By the way, your clock appears to on on the blink, your replay is dated
12 hours before my post!
--
Ian Collins.
> Even so, there are cases where "robust" mutexes could still be useful.
> I have an app where two separate processes both access a single chunk of
> shared memory. They currently use file locking to synchronize, but a
> process-shared mutex would work as well. If I were to include a CRC of
> the data in the shared memory area, then if one of them dies while
> holding the mutex, the other could easily verify whether the data is
> self-consistent simply by verifying the CRC.
How would that help? The CRC is calculated by the entity you don't
trust, so you don't trust the CRC. For example, suppose the thread
goes berzerk, corrupts the data, calculates the correct CRC, and then
crashes due to the corruption.
The CRC being correct just tells you the thread wrote what it intended
to write. However, given that it crashed before it released the mutex,
it may well have failed because it wrote the wrong data in the first
place.
DS
;^)
> A more useful answer depends on what you really intend to ask.
I was wondering if the mutex's internal state would have to be protected, or
hidden in the kernel and no way accessable from user-space.
[...]
>
> Obviously, robust mutexes add the specific new failure codes EOWNERDEAD
> and ENOTRECOVERABLE to pthread_mutex_lock(), pthread_mutex_trylock(), and
> pthread_mutex_timedlock(). EOWNERDEAD replaces the normal behavior of
> blocking, failing with EAGAIN, or timing out when the mutex is locked but
> the current owner no longer exists. The pthread_mutex_consistent()
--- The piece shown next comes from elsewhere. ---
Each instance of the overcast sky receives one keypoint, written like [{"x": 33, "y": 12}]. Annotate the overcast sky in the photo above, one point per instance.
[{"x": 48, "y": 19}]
> function must return EINVAL if the mutex is not valid, is not a robust
> mutex, or if the mutex "does not protect an inconsistent state" (i.e., has
> not been abandoned by a terminated process).
Okay. Thanks for that.
> Of course all the other specified and likely failure modes of mutex
> creation, destruction, locking, and unlocking apply. Since "robust" is a
> separate mutex attribute rather than a mutex type, a robust mutex can also
> be recursive, error-check, normal, or default. The standard specifically
> says that a call to pthread_mutex_unlock() after
> pthread_mutex_consistent() "releases" (not "unlocks") the mutex so that
> "it can be used normally by other threads". This implies that the
> combination of pthread_mutex_consistent() and pthread_mutex_unlock() must
> "unroll" any recursive locks on a recursive mutex, not merely decrease the
> lock depth as on a normal pthread_mutex_unlock().
Ouch. Seems like a pain the neck to handle robust recursive mutexs...
DAMN! Your right. Will fix. I can't believe I have not noticed that!
:^0
> I was wondering if the mutex's internal state would have to be
> protected, or hidden in the kernel and no way accessable from user-space.
Yeah, it really would. At least, it needs to be unwritable from the
"loose cannon" user-mode code that's going to trash something and kill
the process. (Or else the mutex itself might get trashed, and all bets
are kinda off.) Which, in most UNIX systems, is essentially the same thing.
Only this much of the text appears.